In The Shame Machine (Crown, Mar.), data scientist O’Neil examines how corporations and institutions exploit shame.

How has the weaponization of shame changed in the digital age?

Social media incentives us to dunk on each other. But even in an “old-fashioned” industry like weight loss, it’s changed. Growing up in the fatphobic 1970s and ’80s, the messages about fatphobia were much more direct, more in your face. Nowadays, we have this whole wellness industry where there is a huge amount of language and marketing around pretending we’re not talking about fat-shaming people, we’re talking about health. Everything has become a little bit coded, or very coded.

Can you give an example?

Noom [markets itself] as new agey and non-shaming, but it is in fact the same old fat-shaming. The studies that support it are exactly the same programs of all weight-loss studies, and they all have their little statistical holes. Anyone who doesn’t keep up with their logging of food doesn’t get put in the study, so only the people who stay with it get included, which is probably a very small percentage of all people. The people who stuck with the program are almost by definition the people who have lost weight, and even then, it’s only for a short amount of time.

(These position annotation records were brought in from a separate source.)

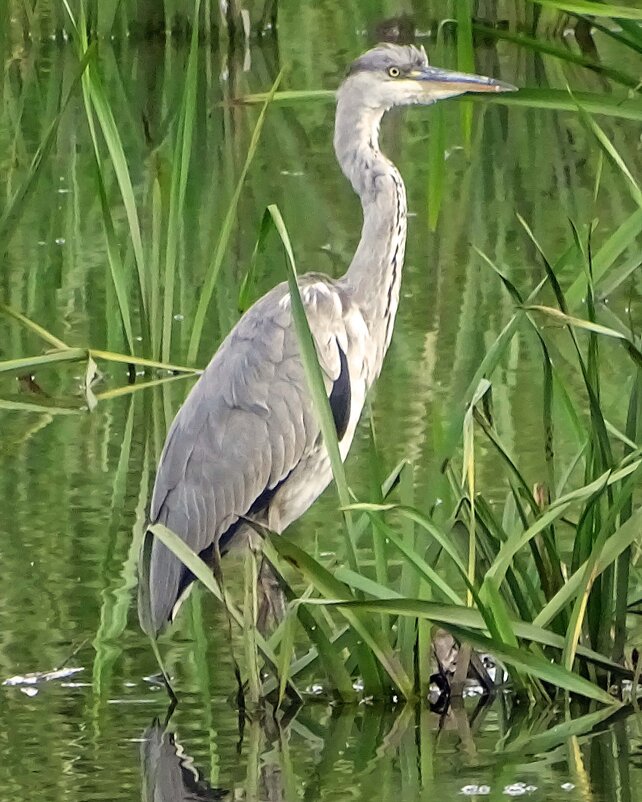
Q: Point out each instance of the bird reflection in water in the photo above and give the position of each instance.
(370, 738)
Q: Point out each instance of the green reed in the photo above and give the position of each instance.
(536, 577)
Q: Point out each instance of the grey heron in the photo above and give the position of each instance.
(246, 443)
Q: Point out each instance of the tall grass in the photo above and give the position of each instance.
(535, 576)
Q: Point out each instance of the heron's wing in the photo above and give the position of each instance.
(244, 427)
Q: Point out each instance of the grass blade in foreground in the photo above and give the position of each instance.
(226, 230)
(520, 659)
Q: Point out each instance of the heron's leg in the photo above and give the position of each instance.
(271, 599)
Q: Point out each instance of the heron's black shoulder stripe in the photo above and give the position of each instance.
(340, 397)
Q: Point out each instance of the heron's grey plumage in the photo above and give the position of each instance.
(246, 442)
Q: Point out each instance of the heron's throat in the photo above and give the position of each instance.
(374, 274)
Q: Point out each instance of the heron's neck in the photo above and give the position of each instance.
(374, 275)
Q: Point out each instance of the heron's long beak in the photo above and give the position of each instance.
(439, 80)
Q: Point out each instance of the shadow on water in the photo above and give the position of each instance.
(477, 747)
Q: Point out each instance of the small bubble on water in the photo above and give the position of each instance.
(515, 789)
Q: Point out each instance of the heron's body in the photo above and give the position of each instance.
(246, 442)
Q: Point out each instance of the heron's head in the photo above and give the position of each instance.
(394, 75)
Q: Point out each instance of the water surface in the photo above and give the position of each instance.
(74, 485)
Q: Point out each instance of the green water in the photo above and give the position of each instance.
(74, 485)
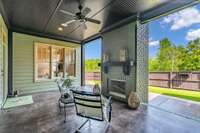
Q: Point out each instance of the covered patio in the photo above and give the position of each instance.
(43, 41)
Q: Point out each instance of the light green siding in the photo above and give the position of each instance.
(23, 63)
(4, 61)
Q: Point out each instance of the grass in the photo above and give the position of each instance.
(93, 82)
(184, 94)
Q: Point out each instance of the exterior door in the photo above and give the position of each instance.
(1, 72)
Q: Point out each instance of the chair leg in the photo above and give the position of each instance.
(78, 130)
(65, 113)
(59, 105)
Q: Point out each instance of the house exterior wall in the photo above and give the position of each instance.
(142, 61)
(4, 59)
(23, 63)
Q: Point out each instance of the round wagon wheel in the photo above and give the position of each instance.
(133, 100)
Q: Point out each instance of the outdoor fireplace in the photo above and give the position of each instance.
(117, 88)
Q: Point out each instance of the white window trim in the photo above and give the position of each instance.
(36, 44)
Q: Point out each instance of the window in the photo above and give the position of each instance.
(53, 61)
(43, 62)
(58, 62)
(70, 61)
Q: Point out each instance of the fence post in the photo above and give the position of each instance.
(170, 80)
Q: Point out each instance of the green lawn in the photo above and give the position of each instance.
(189, 95)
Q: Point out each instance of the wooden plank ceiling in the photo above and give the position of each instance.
(44, 16)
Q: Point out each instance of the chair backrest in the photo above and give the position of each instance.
(60, 86)
(88, 105)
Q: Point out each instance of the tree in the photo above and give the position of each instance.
(171, 57)
(91, 65)
(192, 57)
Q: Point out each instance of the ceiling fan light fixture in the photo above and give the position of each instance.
(64, 24)
(60, 28)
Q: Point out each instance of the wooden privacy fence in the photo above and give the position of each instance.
(178, 80)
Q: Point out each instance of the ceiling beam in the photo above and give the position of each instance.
(4, 15)
(45, 35)
(181, 7)
(53, 14)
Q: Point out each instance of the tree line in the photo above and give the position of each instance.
(171, 57)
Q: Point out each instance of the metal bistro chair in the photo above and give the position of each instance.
(92, 106)
(66, 96)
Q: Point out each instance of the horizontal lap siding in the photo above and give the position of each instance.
(23, 64)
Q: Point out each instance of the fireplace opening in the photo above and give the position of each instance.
(117, 87)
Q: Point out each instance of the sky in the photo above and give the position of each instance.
(180, 28)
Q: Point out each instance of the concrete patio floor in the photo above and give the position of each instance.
(43, 116)
(185, 108)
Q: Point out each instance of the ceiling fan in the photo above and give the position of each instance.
(79, 16)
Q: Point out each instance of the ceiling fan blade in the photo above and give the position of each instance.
(86, 11)
(85, 26)
(68, 13)
(93, 20)
(67, 23)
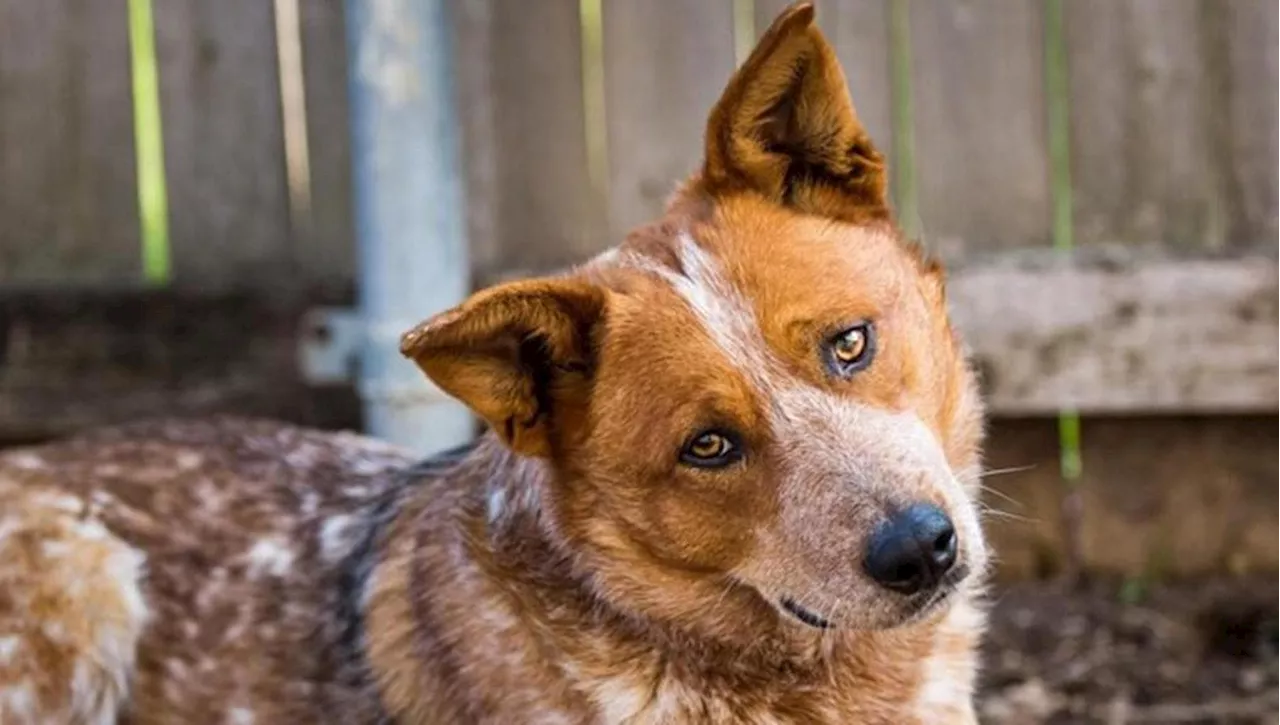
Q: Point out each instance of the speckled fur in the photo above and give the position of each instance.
(567, 568)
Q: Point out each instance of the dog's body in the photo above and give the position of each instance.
(731, 478)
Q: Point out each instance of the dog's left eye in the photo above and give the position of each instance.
(853, 349)
(711, 450)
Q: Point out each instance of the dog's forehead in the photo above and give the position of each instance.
(748, 278)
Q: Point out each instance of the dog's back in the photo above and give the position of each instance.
(199, 570)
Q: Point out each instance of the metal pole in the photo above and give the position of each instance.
(410, 222)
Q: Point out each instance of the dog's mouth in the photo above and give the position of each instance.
(804, 615)
(935, 600)
(918, 609)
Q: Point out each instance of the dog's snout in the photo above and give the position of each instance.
(913, 550)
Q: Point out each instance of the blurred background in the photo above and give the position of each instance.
(236, 206)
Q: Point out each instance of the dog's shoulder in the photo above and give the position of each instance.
(72, 610)
(245, 542)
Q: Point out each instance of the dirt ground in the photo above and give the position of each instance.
(1202, 652)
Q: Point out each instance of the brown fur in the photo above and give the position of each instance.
(570, 568)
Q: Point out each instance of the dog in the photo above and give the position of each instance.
(730, 475)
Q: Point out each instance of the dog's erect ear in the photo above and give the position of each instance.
(786, 128)
(515, 354)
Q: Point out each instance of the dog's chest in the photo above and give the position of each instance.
(872, 688)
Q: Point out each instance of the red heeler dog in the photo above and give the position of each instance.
(730, 478)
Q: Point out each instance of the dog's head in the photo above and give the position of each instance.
(755, 409)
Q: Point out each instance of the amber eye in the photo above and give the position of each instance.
(853, 349)
(709, 450)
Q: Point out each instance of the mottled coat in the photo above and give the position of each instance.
(667, 524)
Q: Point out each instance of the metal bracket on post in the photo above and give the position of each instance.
(330, 345)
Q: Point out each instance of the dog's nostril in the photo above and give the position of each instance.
(913, 550)
(945, 548)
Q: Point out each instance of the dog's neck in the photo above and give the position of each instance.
(511, 533)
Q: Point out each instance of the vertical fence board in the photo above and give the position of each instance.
(68, 183)
(981, 137)
(533, 181)
(1253, 32)
(327, 256)
(666, 63)
(472, 62)
(1148, 145)
(224, 153)
(859, 32)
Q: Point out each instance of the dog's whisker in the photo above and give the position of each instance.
(1001, 495)
(993, 473)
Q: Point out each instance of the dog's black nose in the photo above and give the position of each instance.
(912, 551)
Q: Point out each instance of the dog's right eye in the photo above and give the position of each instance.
(711, 450)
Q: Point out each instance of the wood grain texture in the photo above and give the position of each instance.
(531, 182)
(327, 255)
(1253, 106)
(76, 360)
(1124, 334)
(68, 182)
(224, 150)
(472, 62)
(1150, 132)
(666, 63)
(981, 127)
(1174, 496)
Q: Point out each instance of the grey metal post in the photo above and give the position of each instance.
(410, 222)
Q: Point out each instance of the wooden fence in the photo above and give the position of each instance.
(1102, 174)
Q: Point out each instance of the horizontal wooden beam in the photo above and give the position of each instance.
(71, 361)
(1105, 333)
(1105, 336)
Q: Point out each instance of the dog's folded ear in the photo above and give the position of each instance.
(517, 355)
(785, 127)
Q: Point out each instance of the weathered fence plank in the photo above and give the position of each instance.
(224, 151)
(1150, 150)
(531, 183)
(666, 63)
(1115, 334)
(1253, 108)
(981, 130)
(1162, 497)
(68, 183)
(327, 255)
(71, 361)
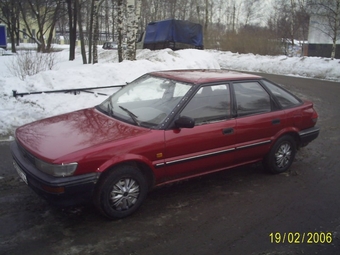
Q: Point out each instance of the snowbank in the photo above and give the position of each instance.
(15, 112)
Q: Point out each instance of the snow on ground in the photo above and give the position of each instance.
(66, 74)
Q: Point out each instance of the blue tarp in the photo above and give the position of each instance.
(172, 30)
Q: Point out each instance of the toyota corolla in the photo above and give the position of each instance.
(163, 127)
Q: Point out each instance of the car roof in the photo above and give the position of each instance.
(205, 75)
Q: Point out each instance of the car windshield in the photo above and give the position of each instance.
(146, 101)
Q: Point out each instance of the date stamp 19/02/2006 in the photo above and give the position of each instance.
(300, 238)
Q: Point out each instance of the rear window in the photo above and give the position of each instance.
(285, 99)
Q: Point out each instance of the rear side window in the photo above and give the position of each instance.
(210, 104)
(285, 99)
(251, 98)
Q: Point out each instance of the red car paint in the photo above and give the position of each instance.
(99, 142)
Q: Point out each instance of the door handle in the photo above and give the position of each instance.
(227, 131)
(276, 121)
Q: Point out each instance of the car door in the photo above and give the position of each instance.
(209, 145)
(258, 121)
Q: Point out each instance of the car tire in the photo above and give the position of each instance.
(281, 155)
(121, 192)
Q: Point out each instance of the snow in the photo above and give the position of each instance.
(66, 74)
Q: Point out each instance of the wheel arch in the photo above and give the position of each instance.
(142, 166)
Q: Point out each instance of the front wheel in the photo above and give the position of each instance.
(121, 192)
(281, 156)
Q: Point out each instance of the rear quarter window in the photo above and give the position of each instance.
(251, 98)
(285, 98)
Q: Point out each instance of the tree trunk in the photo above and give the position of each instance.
(132, 26)
(97, 4)
(91, 30)
(81, 33)
(336, 28)
(73, 29)
(120, 22)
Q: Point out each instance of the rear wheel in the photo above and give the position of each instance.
(281, 156)
(121, 192)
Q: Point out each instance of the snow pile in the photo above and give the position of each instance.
(311, 67)
(15, 112)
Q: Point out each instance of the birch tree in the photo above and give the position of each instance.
(96, 6)
(133, 16)
(120, 28)
(328, 12)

As a mathematician, you’re trained to spot these kinds of statistical biases. How do you explain them to non-mathematicians?

I don’t even think of myself as a mathematician so much as a communicator at this point. For me, that is the thing: how do I get this mathematical notion to come across to people that desperately need to understand what’s happening? There’s a lot of pseudoscience in all these shaming tactics—if the shaming wasn’t enough, you’re convinced because you’re ashamed to say you don’t have a PhD in math. It’s sadly, in my opinion, a part of the education of scientists—it’s expected that we are going to cast this magical wand to intimidate people. It’s especially wrong at this moment because we are so desperate to get people to trust science. But why would people trust science if it’s been cast as a “shut-up-and-listen” type of magic spell?

Do you have recommendations for people stuck in a shame cycle?

This is not a self-help book. I personally did not get out of shame, although this book has helped me think through my patterns of shame. At this point, I am so aware and always on the prowl for people trying to shame me or other people, I can almost see it as a visible thing. Shame is powerful in a way that is pre-rational—we feel shame faster than our brains can think through it. This is why it’s so successful in getting us to buy stuff or stop asking for our rights, and also why it’s so powerful to have the ability to spot shame.